Mark Underwood wrote:

> The 9 primes after 1260 are

>

> 1260 + (17, 19, 23, 29, 31, 37, 41, 43, 47).

>

> I've checked up to six million and thus far the 9 string

> above is the longest cluster of, for lack of a better

> term, doubly consecutive primes.

I have found 3 cases of 19 "doubly consecutive primes".

I think they are the first known above 18.

n=66916817613475787 and n=304555583497054847 both give consecutive primes:

n + (0,2,6,12,20,62,66,126,132,140,144,146,150,152,180,192,210,242,276)

n=149888370336254401 and n=224561886371432461 both give:

n + (0,12,18,36,76,112,126,148,186,196,208,222,246,250,252,256,258,298,316)

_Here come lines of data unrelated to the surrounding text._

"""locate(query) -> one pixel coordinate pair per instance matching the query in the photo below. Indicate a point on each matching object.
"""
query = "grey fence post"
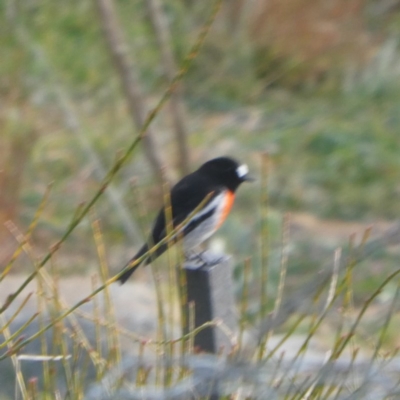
(210, 287)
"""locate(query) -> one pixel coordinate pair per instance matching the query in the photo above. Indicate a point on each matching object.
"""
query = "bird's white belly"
(206, 229)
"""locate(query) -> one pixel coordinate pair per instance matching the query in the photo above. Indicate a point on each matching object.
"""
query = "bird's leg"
(197, 257)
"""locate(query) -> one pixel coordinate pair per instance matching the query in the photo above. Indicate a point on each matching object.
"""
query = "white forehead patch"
(242, 170)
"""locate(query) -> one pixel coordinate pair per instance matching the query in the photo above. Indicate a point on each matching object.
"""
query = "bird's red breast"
(228, 203)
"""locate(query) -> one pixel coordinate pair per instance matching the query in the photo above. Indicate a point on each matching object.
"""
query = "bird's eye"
(242, 171)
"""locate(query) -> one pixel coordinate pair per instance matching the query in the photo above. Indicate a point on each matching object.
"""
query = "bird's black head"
(226, 171)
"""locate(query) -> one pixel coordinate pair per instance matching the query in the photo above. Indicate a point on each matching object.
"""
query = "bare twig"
(127, 72)
(163, 37)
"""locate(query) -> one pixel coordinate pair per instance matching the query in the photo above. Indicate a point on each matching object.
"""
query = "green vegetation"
(328, 120)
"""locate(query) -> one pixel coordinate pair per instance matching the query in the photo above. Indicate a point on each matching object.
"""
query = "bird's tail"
(125, 276)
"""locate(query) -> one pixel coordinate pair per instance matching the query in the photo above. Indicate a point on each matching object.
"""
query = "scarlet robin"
(219, 179)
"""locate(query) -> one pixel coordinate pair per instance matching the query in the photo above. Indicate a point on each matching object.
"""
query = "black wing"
(186, 196)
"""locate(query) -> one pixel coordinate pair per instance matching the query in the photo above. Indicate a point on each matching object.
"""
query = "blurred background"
(313, 83)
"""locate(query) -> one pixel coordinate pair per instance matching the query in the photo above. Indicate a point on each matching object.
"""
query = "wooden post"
(210, 287)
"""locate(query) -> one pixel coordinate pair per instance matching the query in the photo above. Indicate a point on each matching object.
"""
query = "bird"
(214, 183)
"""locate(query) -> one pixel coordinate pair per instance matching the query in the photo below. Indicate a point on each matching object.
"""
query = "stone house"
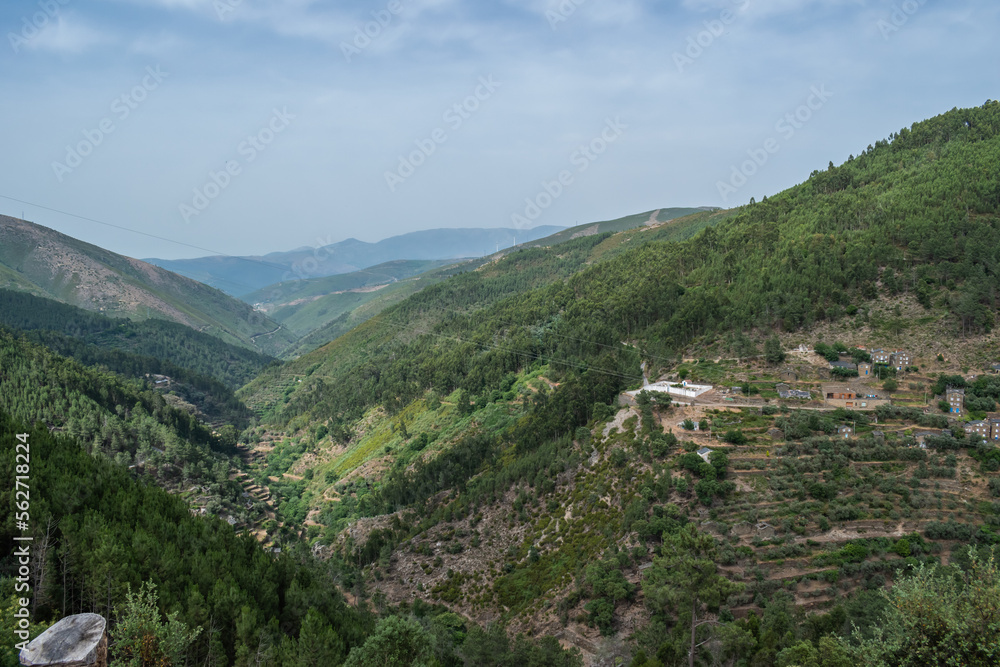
(901, 360)
(956, 400)
(978, 428)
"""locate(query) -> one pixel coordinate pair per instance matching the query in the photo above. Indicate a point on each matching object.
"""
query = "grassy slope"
(78, 273)
(502, 277)
(925, 207)
(306, 305)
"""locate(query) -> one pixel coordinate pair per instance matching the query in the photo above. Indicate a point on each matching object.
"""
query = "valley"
(689, 433)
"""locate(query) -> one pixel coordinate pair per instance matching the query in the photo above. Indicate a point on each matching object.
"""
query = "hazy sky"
(247, 126)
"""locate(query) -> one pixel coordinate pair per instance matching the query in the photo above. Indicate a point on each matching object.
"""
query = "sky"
(182, 128)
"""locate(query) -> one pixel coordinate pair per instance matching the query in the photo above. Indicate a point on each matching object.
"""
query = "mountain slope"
(472, 428)
(44, 262)
(241, 275)
(306, 305)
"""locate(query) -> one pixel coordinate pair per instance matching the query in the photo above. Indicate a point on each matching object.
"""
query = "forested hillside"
(915, 213)
(43, 262)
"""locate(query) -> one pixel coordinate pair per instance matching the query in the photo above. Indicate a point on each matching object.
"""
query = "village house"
(838, 392)
(881, 357)
(841, 395)
(795, 393)
(846, 365)
(978, 428)
(956, 400)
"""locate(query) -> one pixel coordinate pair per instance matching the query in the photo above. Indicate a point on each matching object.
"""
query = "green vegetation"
(131, 348)
(43, 262)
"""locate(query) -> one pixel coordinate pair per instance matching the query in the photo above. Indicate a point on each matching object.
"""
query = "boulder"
(75, 641)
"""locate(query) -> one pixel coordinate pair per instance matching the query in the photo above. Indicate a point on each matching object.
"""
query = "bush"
(735, 437)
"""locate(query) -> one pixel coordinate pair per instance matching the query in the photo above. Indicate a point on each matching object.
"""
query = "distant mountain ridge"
(239, 276)
(47, 263)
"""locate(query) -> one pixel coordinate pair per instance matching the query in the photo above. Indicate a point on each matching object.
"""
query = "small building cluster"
(987, 429)
(900, 360)
(956, 400)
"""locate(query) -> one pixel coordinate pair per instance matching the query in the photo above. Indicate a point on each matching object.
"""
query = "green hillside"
(240, 276)
(44, 262)
(306, 305)
(648, 219)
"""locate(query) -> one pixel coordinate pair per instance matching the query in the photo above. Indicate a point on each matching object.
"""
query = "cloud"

n=56029782174606241 and n=267322720146562081 both give:

n + (0,28,58,66,70,96,100,102,106,108,130,148,156,162,240,276,312,336,378)

The same 3 in Mark's notation:

237638765883579060 + (66916817613475787, ..., 66916817613476063)

74673516035178060 + (149888370336254401, ..., 149888370336254717)

211292937971955840 + (56029782174606241, ..., 56029782174606619)

q=34837285 prp quintuplets were computed on the form:

k*17# + (97, 101, 103, 107, 109), for k<734445220000

This ensured q*(q-1)/2 ~= 6*10^14 pairs with at least

5 consecutive primes in the same pattern.

The use of 17# gave the same divisibility properties

for primes<=17 to increase odds of more matches.

The previous 14 and next 14 prp's were computed for each quintuplet.

Comparison gave 3 cases with 14 combined consecutive matches.

The GMP library made prp tests. PARI/GP proved the solution primes.

The DOS/Windows command "sort" was used on a 1.6 GB file during comparison.